I agree, but the error seems to be so some 3rd argument, not to the first one, where torch.log is applied.

vmirly1 · March 25, 2019, 5:36pm

Actually, the problem is not here at all. I tried the same function with two simple tensors, and I did not get any error:

>>> def rmse_loss(pred, targ):
...     denom = targ**2
...     denom = torch.sqrt(denom.sum()/len(denom))
...     return torch.sqrt(F.mse_loss(pred, targ))/denom
... 
 
>>> x = torch.tensor([1.0, 2.0, 3.0])
>>> x = x.to(device)

>>> y = torch.tensor([1.5, 2.2, 3.1])
>>> y = y.to(device)

>>> x.device
device(type='cuda', index=0)
>>> y.device
device(type='cuda', index=0)
>>> rmse_loss(x, y)
tensor(0.1340, device='cuda:0')

smu226 · March 25, 2019, 6:06pm

So is there something wrong with my model?
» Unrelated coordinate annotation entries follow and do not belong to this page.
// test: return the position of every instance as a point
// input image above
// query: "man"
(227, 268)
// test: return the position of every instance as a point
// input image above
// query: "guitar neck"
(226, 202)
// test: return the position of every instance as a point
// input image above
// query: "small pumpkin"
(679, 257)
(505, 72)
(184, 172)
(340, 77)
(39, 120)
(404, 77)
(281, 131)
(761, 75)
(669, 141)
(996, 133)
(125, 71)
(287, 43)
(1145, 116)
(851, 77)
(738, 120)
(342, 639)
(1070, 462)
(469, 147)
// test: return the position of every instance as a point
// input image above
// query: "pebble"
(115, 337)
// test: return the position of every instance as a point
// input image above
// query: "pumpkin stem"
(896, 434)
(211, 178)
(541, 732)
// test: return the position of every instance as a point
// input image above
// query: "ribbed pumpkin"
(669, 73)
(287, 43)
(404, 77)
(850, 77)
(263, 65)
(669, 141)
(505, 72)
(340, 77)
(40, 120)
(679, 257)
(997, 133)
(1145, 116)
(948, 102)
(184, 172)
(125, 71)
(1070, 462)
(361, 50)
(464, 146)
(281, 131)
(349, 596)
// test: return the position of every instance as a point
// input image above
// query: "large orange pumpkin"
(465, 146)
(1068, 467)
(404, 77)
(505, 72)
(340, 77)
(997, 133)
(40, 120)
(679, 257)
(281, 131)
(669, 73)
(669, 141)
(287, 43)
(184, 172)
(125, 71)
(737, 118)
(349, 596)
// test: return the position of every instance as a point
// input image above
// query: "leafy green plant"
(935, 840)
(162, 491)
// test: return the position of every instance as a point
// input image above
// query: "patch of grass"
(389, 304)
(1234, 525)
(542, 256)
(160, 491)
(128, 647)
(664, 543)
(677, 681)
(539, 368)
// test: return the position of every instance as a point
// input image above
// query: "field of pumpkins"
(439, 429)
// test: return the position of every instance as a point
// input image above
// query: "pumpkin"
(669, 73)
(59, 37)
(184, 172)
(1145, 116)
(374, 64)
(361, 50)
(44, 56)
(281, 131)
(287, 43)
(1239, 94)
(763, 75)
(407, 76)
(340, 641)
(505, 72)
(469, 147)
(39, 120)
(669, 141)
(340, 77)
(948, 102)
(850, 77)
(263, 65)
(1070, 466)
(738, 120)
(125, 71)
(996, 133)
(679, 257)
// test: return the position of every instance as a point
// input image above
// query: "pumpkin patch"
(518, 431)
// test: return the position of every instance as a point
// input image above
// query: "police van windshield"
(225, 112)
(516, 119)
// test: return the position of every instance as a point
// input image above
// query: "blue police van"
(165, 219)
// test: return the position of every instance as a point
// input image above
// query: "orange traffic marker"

vmirly1 · March 25, 2019, 6:07pm

Can you just get the output from your model and see what device the output is on?

output = model(factors)
output.devive

smu226 · March 25, 2019, 6:13pm

The output is: cuda:0

vmirly1 · March 26, 2019, 1:09pm

I see. It doesn’t make sense. If we create two random tensors with the same shape as the output of the model and the shape target, and pass them to the rmse_loss, it has no problem.

I think you can debug it line by line, use print statement to display the device of each tensor after each line of computation. Then, maybe we can understand where this problem is happening.